Welcome to 2018, Spatial Source readers! The world’s cartography and GIS bloggers seem to have gone into overdrive over the holiday break, generating some top-shelf posts on all things mapping-and-GIS-related. Ease into the new year perusing our hand-picked favourites, and you may just gain some insight to support your professional endeavours and imagination alike.
Justin O’Beirne’s blog
Justin O’Beirne gives us a fantastically detailed and illustrative post, explaining exactly how and why Google Maps’ services are so far ahead of their competition. Hint: it has to do with the richness of their data.
Drone LiDAR or Photogrammetry? Everything you need to know.
Geoawesomeness
Confused or doubtful about the rapidly-maturing discipline of photogrammetry on LiDAR’s traditional turf? You wouldn’t be the only one. Geoawesomeness serves up a brilliant explainer that takes the issue back to basics while providing a detailed analysis of both approaches. Go get primed!
Planet Money
National Public Radio (NPR)’s excellent Planet Money program documents a wildly ambitious project for a publicly funded radio program — procuring and launching their own satellite. Listen and marvel at the fascinating tale over four episodes, which gives sharp insights into the contemporary space industry — and exactly what’s involved in getting your own CubeSat off the ground.
FBI Maps of Japanese Nationals and Economic Interests in the 1930s

“Map Showing Japanese Nationals, Enterprises, Consulates, Resources and Japanese Ship Routes.” Part of “Japanese Pre-War Colonization” atlas, Federal Bureau of Investigation, 1935. Geography and Map Division, Library of Congress.
Worlds Revealed: Geography & maps at the Library of Congress
Ryan Moore, a cartographic specialist in the Geography and Map Division at the Library of Congress, presents and annotates a series of newly-released FBI maps of Japan’s economic interests in the 1930s.
Thank you for being so awesome and so open, Mapzen. RIP.
Geoawesomeness
Geoawesomeness announces the imminent shutdown of hosted open source mapping service Mapzen, paying their tributes and highlighting next steps and alternatives for users of the service.

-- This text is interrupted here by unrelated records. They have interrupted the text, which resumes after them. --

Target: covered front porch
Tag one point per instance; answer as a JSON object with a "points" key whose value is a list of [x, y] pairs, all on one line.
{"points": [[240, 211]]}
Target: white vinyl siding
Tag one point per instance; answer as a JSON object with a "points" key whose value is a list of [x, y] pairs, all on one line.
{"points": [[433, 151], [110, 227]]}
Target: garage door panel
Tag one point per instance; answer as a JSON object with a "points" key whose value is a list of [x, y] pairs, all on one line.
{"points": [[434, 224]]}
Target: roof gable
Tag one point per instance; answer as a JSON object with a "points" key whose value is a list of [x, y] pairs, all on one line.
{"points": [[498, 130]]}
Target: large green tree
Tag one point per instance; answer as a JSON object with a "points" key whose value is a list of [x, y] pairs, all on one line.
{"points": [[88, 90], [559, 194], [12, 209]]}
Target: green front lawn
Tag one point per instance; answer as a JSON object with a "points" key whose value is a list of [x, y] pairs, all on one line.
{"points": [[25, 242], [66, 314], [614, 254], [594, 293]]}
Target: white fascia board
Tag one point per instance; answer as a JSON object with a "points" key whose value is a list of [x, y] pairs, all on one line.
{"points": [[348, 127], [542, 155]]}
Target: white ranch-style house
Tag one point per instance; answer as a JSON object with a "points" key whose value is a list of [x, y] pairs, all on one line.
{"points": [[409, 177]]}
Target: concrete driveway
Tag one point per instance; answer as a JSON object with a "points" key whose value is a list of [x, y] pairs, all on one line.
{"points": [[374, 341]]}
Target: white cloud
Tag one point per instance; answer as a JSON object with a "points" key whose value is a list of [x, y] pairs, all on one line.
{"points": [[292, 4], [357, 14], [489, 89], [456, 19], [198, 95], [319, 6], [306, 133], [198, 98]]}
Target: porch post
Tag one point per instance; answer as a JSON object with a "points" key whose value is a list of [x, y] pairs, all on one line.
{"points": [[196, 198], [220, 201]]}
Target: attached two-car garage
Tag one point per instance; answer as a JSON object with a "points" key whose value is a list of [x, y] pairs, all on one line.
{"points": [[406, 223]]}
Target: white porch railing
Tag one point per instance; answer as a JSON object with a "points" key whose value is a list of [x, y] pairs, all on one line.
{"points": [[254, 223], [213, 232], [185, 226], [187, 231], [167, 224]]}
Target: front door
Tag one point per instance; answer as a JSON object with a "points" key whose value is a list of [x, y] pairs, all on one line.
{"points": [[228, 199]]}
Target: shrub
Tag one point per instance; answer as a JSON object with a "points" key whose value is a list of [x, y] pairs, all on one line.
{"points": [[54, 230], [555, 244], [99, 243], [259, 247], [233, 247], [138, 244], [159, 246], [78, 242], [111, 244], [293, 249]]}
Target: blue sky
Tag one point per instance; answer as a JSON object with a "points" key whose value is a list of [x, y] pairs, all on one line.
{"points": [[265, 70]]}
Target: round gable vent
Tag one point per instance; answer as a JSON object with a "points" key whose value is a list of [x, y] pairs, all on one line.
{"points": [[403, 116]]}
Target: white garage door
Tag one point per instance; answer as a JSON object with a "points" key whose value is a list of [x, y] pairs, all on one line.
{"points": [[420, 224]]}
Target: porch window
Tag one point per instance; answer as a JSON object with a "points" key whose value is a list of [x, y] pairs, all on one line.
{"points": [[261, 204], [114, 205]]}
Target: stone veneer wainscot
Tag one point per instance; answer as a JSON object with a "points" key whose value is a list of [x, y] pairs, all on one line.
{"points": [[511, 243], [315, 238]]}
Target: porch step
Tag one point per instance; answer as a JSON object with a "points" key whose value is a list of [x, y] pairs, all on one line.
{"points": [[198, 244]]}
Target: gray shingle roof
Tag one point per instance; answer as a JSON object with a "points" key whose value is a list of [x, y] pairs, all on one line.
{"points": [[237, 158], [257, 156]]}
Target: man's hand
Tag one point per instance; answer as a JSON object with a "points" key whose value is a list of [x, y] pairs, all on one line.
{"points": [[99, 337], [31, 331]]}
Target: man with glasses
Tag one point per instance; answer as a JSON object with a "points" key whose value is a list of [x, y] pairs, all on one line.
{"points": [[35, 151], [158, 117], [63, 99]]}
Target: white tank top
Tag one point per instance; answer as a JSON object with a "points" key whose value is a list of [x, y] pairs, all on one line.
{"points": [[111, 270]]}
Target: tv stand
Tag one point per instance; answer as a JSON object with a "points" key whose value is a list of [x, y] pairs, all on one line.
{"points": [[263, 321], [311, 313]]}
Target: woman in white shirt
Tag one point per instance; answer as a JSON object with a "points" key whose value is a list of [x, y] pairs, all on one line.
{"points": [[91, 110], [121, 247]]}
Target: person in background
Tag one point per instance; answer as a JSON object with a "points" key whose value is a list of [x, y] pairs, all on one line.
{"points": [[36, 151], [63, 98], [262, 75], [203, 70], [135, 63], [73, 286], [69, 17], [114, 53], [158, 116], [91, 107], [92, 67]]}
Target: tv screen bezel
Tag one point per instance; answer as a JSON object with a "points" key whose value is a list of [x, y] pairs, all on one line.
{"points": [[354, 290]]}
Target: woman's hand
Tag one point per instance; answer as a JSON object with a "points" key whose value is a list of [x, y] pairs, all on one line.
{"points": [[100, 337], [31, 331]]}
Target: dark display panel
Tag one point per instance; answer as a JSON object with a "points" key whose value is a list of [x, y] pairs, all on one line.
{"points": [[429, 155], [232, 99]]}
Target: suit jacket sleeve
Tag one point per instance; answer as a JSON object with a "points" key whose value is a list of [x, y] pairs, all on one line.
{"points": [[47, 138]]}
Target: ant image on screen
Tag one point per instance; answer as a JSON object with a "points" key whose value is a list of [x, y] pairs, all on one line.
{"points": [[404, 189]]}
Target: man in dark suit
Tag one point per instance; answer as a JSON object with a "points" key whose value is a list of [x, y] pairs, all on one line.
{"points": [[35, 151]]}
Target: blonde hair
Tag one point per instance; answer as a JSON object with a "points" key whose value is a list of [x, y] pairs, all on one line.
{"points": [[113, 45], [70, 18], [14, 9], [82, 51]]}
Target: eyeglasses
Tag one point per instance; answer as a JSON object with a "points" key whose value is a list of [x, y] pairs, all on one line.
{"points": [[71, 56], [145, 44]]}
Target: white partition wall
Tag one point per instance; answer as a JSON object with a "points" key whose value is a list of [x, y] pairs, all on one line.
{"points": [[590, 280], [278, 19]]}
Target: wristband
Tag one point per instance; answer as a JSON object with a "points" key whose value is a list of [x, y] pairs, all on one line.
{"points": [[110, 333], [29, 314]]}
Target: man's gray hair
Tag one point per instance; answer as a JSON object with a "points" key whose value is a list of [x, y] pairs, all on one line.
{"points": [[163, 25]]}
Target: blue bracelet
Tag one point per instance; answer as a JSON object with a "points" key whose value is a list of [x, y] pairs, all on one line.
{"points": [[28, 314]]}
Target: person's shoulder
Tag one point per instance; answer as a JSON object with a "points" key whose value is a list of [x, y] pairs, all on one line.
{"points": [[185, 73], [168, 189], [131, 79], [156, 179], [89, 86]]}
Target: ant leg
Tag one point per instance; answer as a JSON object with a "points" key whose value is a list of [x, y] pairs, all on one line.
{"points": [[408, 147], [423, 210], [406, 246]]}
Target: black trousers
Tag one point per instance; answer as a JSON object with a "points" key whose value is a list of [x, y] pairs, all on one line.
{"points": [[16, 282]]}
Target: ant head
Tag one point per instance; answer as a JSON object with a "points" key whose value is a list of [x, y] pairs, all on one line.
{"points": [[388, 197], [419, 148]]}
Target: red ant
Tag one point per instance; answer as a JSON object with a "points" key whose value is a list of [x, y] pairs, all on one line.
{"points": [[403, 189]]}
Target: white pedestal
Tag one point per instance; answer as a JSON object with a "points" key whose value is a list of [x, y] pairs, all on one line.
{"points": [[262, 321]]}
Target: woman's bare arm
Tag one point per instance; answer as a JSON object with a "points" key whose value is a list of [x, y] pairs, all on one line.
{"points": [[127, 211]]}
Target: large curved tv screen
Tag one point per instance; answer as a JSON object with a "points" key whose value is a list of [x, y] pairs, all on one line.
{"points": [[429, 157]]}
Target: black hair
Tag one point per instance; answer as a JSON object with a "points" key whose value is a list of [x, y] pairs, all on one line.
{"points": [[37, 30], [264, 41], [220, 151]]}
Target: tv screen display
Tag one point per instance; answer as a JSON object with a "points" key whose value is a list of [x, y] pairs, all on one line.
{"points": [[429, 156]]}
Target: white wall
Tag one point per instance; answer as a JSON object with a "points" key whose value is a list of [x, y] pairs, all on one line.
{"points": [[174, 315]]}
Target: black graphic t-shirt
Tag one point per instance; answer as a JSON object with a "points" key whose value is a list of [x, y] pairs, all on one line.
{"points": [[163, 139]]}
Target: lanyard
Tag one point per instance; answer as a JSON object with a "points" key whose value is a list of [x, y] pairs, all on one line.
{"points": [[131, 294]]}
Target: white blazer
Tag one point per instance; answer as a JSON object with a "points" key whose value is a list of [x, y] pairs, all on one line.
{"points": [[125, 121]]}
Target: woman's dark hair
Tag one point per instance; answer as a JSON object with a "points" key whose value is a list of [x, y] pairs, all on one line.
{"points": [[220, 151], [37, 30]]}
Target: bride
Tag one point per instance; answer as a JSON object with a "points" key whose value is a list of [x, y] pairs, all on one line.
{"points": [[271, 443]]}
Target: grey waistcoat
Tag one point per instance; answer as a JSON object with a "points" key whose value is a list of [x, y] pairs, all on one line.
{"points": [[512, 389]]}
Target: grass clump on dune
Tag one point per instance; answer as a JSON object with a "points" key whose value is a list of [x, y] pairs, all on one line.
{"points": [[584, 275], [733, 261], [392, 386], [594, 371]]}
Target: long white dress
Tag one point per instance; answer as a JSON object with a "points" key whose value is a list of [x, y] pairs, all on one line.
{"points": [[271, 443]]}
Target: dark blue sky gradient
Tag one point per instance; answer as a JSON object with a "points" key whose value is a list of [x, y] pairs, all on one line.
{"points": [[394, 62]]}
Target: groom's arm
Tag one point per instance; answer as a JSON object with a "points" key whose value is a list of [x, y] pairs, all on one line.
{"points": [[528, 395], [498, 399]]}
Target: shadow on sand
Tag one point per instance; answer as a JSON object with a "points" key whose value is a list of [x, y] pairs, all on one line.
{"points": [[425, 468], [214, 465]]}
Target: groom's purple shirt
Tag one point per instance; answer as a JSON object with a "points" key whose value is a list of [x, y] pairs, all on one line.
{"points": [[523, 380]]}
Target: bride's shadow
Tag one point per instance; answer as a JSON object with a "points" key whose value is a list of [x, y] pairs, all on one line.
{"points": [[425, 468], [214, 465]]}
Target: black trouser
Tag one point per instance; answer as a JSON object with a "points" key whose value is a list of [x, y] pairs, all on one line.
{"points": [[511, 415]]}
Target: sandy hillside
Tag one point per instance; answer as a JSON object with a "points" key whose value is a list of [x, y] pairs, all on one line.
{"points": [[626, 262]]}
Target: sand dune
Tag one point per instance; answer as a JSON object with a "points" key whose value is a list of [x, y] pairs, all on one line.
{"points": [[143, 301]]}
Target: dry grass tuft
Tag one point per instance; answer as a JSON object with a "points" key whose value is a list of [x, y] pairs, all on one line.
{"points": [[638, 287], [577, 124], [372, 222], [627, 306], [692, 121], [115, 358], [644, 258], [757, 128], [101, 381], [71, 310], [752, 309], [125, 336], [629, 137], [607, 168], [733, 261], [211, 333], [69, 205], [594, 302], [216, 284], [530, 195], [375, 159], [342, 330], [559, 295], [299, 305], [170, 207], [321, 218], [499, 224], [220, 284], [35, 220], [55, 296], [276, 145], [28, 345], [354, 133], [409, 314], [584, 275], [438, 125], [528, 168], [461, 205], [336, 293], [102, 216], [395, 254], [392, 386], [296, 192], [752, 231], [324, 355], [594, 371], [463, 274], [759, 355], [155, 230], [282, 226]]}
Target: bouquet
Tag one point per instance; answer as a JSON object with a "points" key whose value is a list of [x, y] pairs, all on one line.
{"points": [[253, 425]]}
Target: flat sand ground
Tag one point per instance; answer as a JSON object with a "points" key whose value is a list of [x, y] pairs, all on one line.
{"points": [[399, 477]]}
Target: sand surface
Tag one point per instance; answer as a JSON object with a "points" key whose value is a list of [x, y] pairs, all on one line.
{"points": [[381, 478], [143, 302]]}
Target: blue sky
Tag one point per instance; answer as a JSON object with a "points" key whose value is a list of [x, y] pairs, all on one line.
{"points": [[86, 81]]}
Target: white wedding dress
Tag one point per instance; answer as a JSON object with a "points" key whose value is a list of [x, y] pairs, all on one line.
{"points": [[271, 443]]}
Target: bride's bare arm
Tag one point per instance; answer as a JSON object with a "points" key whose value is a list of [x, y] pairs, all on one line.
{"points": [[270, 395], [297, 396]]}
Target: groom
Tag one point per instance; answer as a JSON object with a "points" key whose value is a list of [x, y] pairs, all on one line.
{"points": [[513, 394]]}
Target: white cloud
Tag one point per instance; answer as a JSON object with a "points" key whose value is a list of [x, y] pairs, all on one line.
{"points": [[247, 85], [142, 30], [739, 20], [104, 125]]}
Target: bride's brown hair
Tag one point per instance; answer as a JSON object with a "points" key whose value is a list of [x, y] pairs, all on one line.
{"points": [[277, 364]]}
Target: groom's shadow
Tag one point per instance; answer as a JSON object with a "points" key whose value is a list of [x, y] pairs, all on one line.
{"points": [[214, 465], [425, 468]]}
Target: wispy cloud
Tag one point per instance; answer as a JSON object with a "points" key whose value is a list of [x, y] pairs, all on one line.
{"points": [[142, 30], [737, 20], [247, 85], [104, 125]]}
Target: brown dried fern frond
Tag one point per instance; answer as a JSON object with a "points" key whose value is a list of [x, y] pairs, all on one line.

Self-Contained Cities: Hyperdense Arcologies of Urban Fantasy & Utopian Fiction
99 percent invisible
Another in 99 percent’s beautifully curated ‘mini story’ series, this episode and article chronicles the chimera of the self-contained megacity in popular culture throughout the ages — and the real, historical human endeavours undertaken in an attempt to realise that dream.